How Kate Bush changed the course of hip hop
It makes me very happy that Big Boi (of OutKast), one of my favorite rappers, is a huge fan of Kate Bush. I can’t help but smile as I imagine 13-year-old Antwon Patton walking around Atlanta with "Babooshka" playing on repeat on his walkman, utterly lost in his headphones.
I always love hearing musicians talk about their influences, because so often they mention artists you wouldn't expect them to listen to — artists from totally different genres or styles. Banjo players who love metal. Metal guitarists who love opera. And, in Big Boi's case, hip-hop geniuses who love experimental glam-rock.
This makes me think a bit about how my own horizons of taste are sometimes a bit too close. For instance, I've always had a pretty strong dislike for the music of ABBA. I don't know why, exactly, but I can't get into their stuff. I guess it's just too far outside of my own interests and the things I consider part of my identity as a music fan.
But every time I've ever mentioned this to a musician friend, their reply is almost always the same: Give it a little more time, they say. You gotta listen to (list of three albums), and pay attention to how they handled the vocal harmonies. Nobody else was doing that back then, and The New Pornographers totally wouldn't be here without them.
So, where I dismissed ABBA on the first listen, my more talented friends instead tried to understand. They were curious. They found a way to connect to it, and then learn from it. In the end, I think, that's how an artist grows.
I'm realizing, more and more, that being a musician, or writer, or designer, or whatever — somebody who makes things — is as much about how you experience others' work as it is about your own craft. It's a willingness to see everything as grist for the mill, a kind of relentlessly open attitude. A desire to understand and connect rather than criticize, no matter how different or strange.
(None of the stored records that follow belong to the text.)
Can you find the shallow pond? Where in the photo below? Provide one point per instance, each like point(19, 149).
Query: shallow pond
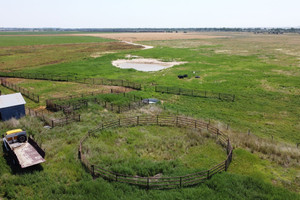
point(145, 65)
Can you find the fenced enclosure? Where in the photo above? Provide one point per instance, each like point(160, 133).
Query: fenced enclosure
point(80, 101)
point(195, 93)
point(26, 93)
point(158, 182)
point(44, 116)
point(73, 78)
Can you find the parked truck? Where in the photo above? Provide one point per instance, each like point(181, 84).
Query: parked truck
point(22, 150)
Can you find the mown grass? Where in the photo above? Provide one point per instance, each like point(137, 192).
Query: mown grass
point(152, 150)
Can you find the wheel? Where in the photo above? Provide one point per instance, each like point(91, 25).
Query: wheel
point(22, 138)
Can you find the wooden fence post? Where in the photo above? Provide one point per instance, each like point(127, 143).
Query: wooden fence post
point(79, 154)
point(93, 171)
point(228, 145)
point(148, 183)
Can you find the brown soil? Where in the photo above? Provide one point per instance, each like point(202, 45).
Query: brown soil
point(132, 37)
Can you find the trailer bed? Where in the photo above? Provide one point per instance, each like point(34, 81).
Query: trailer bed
point(27, 155)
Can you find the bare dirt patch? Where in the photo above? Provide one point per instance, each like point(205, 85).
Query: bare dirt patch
point(134, 37)
point(20, 57)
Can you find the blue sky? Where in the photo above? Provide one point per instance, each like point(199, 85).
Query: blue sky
point(149, 13)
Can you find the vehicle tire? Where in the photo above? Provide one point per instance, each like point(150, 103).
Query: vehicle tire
point(22, 138)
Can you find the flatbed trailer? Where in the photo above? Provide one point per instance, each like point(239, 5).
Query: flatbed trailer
point(26, 153)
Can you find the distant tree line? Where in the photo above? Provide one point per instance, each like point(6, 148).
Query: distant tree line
point(168, 30)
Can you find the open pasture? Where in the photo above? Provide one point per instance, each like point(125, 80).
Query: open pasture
point(263, 119)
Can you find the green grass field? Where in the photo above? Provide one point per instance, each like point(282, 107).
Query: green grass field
point(267, 88)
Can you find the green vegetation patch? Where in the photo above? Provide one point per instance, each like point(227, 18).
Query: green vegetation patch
point(152, 150)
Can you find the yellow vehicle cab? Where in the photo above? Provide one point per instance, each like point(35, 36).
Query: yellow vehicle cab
point(13, 131)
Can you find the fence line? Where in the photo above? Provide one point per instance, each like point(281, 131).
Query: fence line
point(73, 78)
point(159, 182)
point(195, 93)
point(52, 121)
point(26, 93)
point(53, 105)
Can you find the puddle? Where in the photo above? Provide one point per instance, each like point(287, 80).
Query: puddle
point(145, 65)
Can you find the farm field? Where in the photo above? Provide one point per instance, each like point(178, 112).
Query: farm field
point(262, 71)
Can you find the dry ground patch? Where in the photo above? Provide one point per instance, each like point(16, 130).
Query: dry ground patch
point(20, 57)
point(133, 37)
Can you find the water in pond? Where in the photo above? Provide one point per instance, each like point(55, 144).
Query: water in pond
point(145, 65)
point(142, 67)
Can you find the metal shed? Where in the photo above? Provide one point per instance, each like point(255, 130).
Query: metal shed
point(12, 106)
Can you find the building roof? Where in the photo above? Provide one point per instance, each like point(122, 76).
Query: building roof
point(11, 100)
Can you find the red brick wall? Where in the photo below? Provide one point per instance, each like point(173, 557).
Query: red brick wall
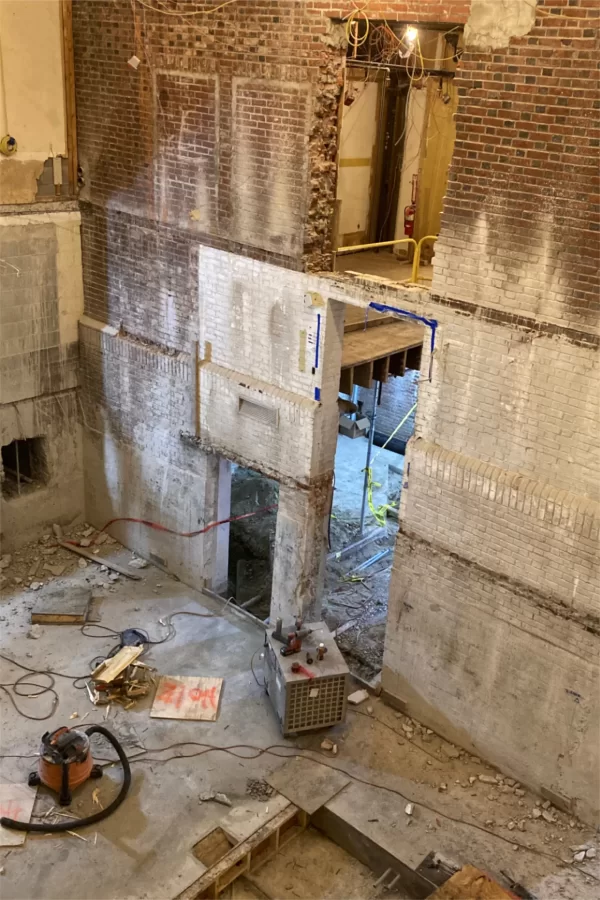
point(520, 223)
point(227, 133)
I love that, to musicians, it's all just music. Where more casual listeners might 'wear' their music taste like clothes, musicians often seem eager to try on as many outfits as possible.
I'm not that familiar with Kate Bush, unfortunately. (Here's a nice primer if you're not familiar either.) But I listened to a few of her tracks this morning and all of a sudden I started to hear it: certain similarities, certain echoes of her style in Big Boi's work. I could see some of the connecting threads.
So Kate Bush, it turns out, influenced OutKast, and then they've influenced hip hop ever since. Who knows what kid might be walking around right now, listening to Outkast on her phone, absorbing it, digesting it, letting it guide her as she starts to find her own voice? Maybe this kid is, I dunno, a student of the pipe organ, and her love of classic hip hop is going to change church music forever. I could totally see it.